Die ausgebildeten Clowns arbeiten vor allem im Sommer. Viele Unternehmen und Städte  engagieren Clowns. Sie treten auf Straßenfesten, Sommerfesten, bei  Tagen der offenen Tür und Unternehmensevents auf.

Die Corona-Pandemie hat die Akademie stark getroffen.  „Ohne die Unterstützung durch den Staat hätte man sich die Kosten nicht leisten können“, sagt Berenbrinker. Im Jahr 2020 erzielte die Clownschule Tamala Center einen Gesamtumsatz von knapp 184.000  Euro,  2021 waren es gut  207.000  Euro. Im Jahr 2022, in dem es viele Lockerungen gab, sah es wieder besser aus. „Jetzt bewegen wir uns auf den alten Status zurück“, sagt Berenbrinker.  Seit ungefähr diesem Sommer seien die Teilnehmerzahlen sogar höher als vor der Corona-Zeit.

 Tamala hat nach eigenen Angaben in Süddeutschland einen Marktanteil von 80 Prozent, in ganz  Deutschland von  60 bis 70 Prozent. Es  gibt  zwei  Clownschulen mit ähnlichem Konzept.   „Die Gesundheitsclowns   in den Kliniken  kommen fast ausschließlich von Tamala“, berichtet Berenbrinker.  Schweizer und Österreicher besuchen  die Akademie, weil es in ihren Ländern keine Möglichkeit gibt,  eine solche Ausbildung zu machen.

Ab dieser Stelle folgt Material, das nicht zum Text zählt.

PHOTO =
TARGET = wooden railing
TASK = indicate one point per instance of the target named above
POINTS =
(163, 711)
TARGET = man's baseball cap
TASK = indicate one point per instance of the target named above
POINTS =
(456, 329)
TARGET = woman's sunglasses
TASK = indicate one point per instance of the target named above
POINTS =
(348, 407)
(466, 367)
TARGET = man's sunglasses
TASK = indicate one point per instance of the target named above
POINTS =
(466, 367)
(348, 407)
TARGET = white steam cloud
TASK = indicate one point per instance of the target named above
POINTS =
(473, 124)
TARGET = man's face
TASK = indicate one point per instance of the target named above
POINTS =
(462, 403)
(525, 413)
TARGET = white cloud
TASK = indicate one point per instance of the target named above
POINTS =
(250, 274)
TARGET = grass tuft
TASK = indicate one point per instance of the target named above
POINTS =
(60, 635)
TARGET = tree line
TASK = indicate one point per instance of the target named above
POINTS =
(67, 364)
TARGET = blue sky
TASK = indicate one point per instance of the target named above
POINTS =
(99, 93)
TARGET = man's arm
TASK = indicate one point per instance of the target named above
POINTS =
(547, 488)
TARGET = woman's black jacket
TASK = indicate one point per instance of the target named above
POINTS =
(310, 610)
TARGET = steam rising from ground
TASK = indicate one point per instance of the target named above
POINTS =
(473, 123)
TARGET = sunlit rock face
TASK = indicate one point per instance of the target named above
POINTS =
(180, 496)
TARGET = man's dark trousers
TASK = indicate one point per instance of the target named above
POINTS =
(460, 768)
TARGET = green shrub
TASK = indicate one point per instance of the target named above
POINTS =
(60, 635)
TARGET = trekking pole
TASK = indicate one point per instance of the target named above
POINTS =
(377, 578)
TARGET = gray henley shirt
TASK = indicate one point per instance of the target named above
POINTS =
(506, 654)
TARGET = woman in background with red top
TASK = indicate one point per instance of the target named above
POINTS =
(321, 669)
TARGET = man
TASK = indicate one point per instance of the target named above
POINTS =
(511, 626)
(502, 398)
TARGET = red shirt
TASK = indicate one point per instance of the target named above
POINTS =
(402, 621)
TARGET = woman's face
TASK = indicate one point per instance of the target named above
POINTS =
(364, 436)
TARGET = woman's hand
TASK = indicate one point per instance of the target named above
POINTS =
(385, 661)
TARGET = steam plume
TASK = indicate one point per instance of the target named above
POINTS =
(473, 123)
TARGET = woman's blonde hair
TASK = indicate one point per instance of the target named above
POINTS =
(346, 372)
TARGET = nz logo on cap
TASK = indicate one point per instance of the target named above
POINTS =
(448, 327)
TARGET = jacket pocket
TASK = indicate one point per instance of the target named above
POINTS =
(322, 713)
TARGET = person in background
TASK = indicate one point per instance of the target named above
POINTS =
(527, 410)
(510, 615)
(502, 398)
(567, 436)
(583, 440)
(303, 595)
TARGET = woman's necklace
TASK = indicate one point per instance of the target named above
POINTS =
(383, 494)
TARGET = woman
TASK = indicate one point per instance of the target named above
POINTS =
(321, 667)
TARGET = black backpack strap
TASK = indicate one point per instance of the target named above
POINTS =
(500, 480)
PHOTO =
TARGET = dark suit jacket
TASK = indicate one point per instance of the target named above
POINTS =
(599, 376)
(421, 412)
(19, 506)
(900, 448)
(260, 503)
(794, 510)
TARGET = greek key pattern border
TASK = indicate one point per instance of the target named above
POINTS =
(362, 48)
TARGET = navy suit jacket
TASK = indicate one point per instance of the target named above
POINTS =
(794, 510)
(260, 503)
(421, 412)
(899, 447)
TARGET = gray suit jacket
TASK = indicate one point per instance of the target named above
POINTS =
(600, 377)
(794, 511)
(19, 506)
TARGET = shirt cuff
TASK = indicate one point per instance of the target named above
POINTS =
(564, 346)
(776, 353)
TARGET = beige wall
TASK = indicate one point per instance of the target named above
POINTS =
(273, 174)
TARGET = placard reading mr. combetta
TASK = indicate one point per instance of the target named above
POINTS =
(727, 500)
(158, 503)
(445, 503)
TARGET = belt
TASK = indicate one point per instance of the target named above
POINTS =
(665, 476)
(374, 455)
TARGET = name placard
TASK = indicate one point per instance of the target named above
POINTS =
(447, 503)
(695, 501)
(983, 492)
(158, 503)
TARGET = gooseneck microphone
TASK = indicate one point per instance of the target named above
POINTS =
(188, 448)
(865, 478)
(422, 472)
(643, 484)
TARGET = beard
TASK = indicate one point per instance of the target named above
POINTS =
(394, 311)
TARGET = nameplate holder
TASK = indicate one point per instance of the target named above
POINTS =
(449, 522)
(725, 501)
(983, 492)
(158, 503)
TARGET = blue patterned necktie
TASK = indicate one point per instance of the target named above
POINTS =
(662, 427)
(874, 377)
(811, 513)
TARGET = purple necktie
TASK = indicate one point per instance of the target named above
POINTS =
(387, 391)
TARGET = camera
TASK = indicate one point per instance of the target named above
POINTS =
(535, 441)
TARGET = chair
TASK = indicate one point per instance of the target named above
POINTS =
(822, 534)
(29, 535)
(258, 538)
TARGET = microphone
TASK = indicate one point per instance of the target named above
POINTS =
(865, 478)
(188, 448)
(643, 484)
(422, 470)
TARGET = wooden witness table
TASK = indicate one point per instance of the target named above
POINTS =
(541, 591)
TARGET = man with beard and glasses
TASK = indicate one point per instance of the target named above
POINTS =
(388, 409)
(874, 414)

Die Art des Unterrichts hat man  weiterentwickelt. Wichtig ist  die Erkenntnis, dass zum Clown weitaus mehr als die Verkleidung gehört. „Um Clown zu sein, muss man fähig sein,  anders zu denken, und eine andere Haltung zur Welt haben“, erklärt Berenbrinker. Der Ausbildung hat man  eine  Therapie- und Coachausbildung hinzugefügt, um die Teilnehmer tiefgründig mit der Figur des Clowns zu verbinden.  Aufgrund seiner Film- und Theatererfahrung hat Berenbrinker  eine eigene Methode geschaffen,  mit der die  schauspielerischen Fähigkeiten der Schüler   entwickelt werden.  „Das macht  den Marktwert von Tamala bis heute aus.“

Berenbrinker wünscht sich eine bessere Anerkennung des Clownberufs   in Deutschland. „Wir sind alle privatwirtschaftlich organisiert.“ Außerdem wünscht er sich, dass die Gesundheitsclown-Ausbildung   vom Staat finanziert wird.